Introduction
File manipulation is one of the most important skills to master in any programming language, and doing it correctly is of utmost importance. Making a mistake could cause an issue in your program, other programs running on the same system, and even the system itself.
Possible errors can occur due to the parent directory not existing, or by other programs changing files in the file system at the same time, creating something that is called a race condition.
A race condition (in this case called a data race) occurs when two or more programs want to create a file of the same name in the same place. If this type of bug occurs, it is very hard to find and fix since it is nondeterministic, or put simply, different things can happen depending on the exact timing of the two racers competing for the data.
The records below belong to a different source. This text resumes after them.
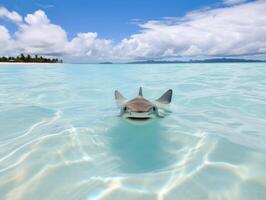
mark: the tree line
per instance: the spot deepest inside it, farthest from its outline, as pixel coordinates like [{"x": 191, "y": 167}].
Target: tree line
[{"x": 29, "y": 58}]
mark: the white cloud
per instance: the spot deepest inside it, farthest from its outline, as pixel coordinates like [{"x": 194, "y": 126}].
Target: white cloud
[
  {"x": 230, "y": 31},
  {"x": 233, "y": 2},
  {"x": 39, "y": 36},
  {"x": 237, "y": 30},
  {"x": 87, "y": 44},
  {"x": 12, "y": 16}
]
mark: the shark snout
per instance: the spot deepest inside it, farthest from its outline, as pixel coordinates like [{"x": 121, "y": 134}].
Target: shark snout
[{"x": 139, "y": 110}]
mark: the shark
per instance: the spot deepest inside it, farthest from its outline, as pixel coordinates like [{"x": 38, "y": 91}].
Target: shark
[{"x": 140, "y": 108}]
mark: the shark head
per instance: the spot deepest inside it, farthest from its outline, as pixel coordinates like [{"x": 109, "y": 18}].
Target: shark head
[{"x": 139, "y": 108}]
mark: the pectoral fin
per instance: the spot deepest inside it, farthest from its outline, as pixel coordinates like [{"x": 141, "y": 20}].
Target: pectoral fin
[{"x": 166, "y": 97}]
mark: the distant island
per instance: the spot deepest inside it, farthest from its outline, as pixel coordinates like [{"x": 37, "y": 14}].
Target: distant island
[
  {"x": 213, "y": 60},
  {"x": 30, "y": 59}
]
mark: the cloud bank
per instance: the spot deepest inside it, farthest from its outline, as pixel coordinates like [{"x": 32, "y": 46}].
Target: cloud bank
[{"x": 235, "y": 30}]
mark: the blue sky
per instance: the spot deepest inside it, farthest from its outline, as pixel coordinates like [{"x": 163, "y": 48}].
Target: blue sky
[
  {"x": 133, "y": 30},
  {"x": 112, "y": 19}
]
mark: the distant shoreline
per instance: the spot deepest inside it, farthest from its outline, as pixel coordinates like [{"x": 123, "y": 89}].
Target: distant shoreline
[{"x": 25, "y": 63}]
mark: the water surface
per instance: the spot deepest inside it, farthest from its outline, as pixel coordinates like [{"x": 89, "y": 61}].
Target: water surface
[{"x": 61, "y": 137}]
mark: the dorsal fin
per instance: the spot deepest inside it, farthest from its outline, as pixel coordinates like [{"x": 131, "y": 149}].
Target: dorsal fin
[
  {"x": 140, "y": 91},
  {"x": 119, "y": 97},
  {"x": 166, "y": 97}
]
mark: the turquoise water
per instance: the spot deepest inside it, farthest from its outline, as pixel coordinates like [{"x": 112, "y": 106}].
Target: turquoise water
[{"x": 61, "y": 137}]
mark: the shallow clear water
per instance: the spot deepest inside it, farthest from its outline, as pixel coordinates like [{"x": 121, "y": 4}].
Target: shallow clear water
[{"x": 61, "y": 137}]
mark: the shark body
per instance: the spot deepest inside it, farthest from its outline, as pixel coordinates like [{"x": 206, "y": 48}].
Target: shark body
[{"x": 139, "y": 108}]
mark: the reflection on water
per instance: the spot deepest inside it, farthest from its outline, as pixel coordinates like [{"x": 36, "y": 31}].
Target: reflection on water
[
  {"x": 140, "y": 148},
  {"x": 60, "y": 137}
]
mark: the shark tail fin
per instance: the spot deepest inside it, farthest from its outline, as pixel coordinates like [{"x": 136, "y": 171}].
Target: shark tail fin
[
  {"x": 140, "y": 91},
  {"x": 166, "y": 98}
]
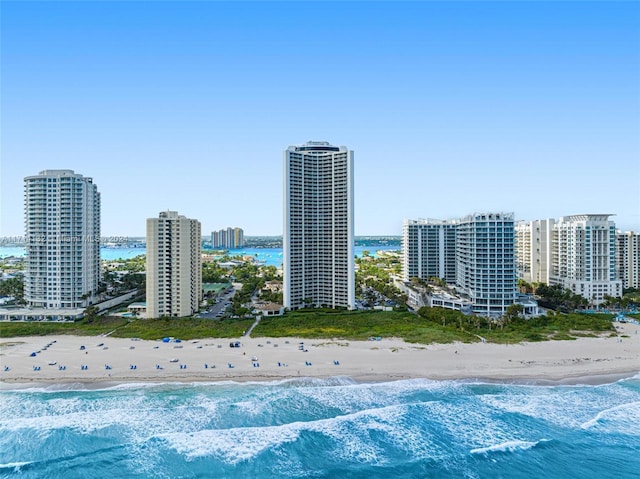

In this article, we'll see how to create a subdirectory in Python the safe way, step by step. Everything henceforth will work on Mac, Linux, and Windows.
Safely Creating a Nested Directory with pathlib
There are plenty of ways to create a subdirectory, but perhaps the simplest is using the pathlib
module. The pathlib
module is primarily made to help abstract different operating system file systems and provide a uniform interface to work with most of them.
Thanks to it, your code should be platform-independent. Note that this only works on newer versions of Python (3.5 and up).
Let's say we have an absolute path of a directory given to us as a string, and we wish to create a subdirectory with a given name. Let's create a directory called OuterDirectory
, and place InnerDirectory
inside it.
We'll import Path
from the pathlib
module, create a Path
object with the desired path for our new file, and use the mkdir()
method which has the following signature:
Path.mkdir(mode=0o777, parents=False, exist_ok=False)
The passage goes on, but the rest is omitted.